I really do not like MPH.  It isnt a good measure of how fast someone is.  I went on a seacoast ride sunday and avg around 22-23mph.  However yesterday i did a "scenic" ride and was much lower around 18, then when I really get into the mountains I am down around 15-16mph.

Doing your time trials is a great way to motivate yourself.  Keep records of your TT's and do them every couple weeks.  Hell even chart out your results (just dont get frustrated with diminishing returns).  

It sounds like you are in decent shape to be racing.  However you cant just be fit to be racing you have to be smart.  Your first few races you will be eaten up and chewed out the back until you learn tactics...which once again will only come with time.  Things like the random accelerations and attacks really beat up on new racers.  You need to be able to push yourself into the red zone, recover, then repeat like a million times. 

I am just getting into it all myself too.  repeats and interval work is your friend.  this is all very random and somewhat connected so sorry if its a confusing post.


----------



## cbcbd (Jul 19, 2007)

mlctvt said:


> We did do the *Fatest Century in the East* one year


You mean the one where riders avg around 250lbs each? 


Haven't really done too much riding lately, but I've been avg mid 17s for my 25 mile loop with rolling hills, high 16s for my 40-50 mile loops.


----------



## Marc (Jul 19, 2007)

cbcbd said:


> You mean the one where riders avg around 250lbs each?
> 
> 
> Haven't really done too much riding lately, but I've been avg mid 17s for my 25 mile loop with rolling hills, high 16s for my 40-50 mile loops.



Sounds about where I am.  Sometimes I can push up into the 18-19 mph territory on flat rides ~30 miles.  But it hurts.


----------



## mlctvt (Jul 19, 2007)

cbcbd said:


> You mean the one where riders avg around 250lbs each?
> 
> 
> Haven't really done too much riding lately, but I've been avg mid 17s for my 25 mile loop with rolling hills, high 16s for my 40-50 mile loops.

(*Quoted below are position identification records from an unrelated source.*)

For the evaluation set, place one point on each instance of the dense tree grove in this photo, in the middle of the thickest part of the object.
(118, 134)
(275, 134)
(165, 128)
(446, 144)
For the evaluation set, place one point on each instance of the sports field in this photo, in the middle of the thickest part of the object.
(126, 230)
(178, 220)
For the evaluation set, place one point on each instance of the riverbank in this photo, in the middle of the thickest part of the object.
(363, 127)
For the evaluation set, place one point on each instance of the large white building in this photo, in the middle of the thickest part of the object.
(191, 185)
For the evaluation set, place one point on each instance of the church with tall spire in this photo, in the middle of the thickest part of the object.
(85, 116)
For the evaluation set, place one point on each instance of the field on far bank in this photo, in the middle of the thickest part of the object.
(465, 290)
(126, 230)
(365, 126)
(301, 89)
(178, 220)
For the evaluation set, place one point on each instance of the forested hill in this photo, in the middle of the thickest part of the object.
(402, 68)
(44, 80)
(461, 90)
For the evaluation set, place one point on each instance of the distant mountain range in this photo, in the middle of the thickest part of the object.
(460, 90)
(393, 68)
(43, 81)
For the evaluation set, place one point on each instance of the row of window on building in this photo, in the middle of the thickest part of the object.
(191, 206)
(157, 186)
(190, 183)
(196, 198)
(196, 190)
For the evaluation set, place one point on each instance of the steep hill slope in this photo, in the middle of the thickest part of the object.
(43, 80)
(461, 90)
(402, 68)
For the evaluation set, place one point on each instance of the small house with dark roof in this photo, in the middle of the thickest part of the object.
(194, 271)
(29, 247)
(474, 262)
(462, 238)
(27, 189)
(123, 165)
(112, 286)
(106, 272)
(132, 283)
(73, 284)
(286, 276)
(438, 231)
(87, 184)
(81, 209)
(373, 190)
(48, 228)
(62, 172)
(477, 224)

That's really funny, I should have checked my post for spelling. It's also funny because the main reason I probably couldn't do a 5-hour century is because I am fatter now, about 15-20 pounds fatter.


----------



## skibum1321 (Jul 19, 2007)

My average speed really depends on the terrain, length and group (if any). 
The Thursday night ride that I do is with a group and we tend to average ~21mph. 
When I ride on my own with some rolling hills and it's under 50 miles then my average is ~18mph. 
This past Sunday I average ~17mph for Climb to the Clouds (108 miles and up Wachusett) with a ride that was partially with a group and partially alone.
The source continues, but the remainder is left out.